I actually added a new Journal SSD device and a new SSD Cache device and then when I added the new OSD I picked the new journal/cache disks manually.
This node still shows in the UI that there is no journal disk, only cache.
Should I be concerned about the HEALTH_WARN scrub/deep-scrub messages? those numbers keep growing, It is now up to 400/342
Thanks, I removed the old disk and added a new.
I actually added a new Journal SSD device and a new SSD Cache device and then when I added the new OSD I picked the new journal/cache disks manually.
This node still shows in the UI that there is no journal disk, only cache.

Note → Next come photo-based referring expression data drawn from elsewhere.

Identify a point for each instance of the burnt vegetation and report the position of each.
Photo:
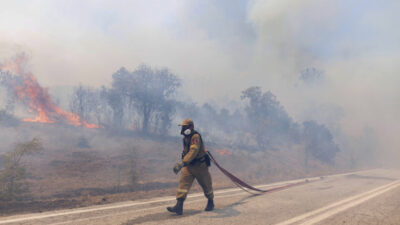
(120, 138)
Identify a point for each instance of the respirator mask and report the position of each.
(186, 131)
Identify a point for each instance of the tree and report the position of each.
(268, 120)
(148, 91)
(319, 142)
(13, 172)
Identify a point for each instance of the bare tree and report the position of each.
(147, 91)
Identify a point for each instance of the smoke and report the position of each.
(24, 87)
(220, 48)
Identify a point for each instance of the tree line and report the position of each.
(144, 100)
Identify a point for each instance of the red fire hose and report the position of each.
(246, 187)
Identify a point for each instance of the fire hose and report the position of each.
(246, 187)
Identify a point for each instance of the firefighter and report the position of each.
(194, 165)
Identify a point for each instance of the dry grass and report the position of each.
(64, 175)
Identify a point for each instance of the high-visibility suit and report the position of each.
(195, 167)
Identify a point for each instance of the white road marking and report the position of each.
(138, 210)
(35, 216)
(332, 209)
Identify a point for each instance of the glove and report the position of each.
(178, 167)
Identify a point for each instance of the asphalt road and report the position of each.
(366, 197)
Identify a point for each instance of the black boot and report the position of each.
(178, 208)
(210, 205)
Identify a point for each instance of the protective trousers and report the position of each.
(200, 172)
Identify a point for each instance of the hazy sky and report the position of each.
(221, 47)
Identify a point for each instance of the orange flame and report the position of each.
(37, 98)
(223, 152)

Should I be concerned about the HEALTH_WARN scrub/deep-scrub messages? those numbers keep growing, It is now up to 400/342
admin
2,930 Posts
Quote from admin on January 17, 2021, 11:05 pmnot concerning, could be affected by the recovery traffic of the failed osd. when recovery is done allow a week for a complete scrub cycle, if still you get not scrubbed in time warnings you can increase the scrub speed from maintenance tab.
not concerning, could be affected by the recovery traffic of the failed osd. when recovery is done allow a week for a complete scrub cycle, if still you get not scrubbed in time warnings you can increase the scrub speed from maintenance tab.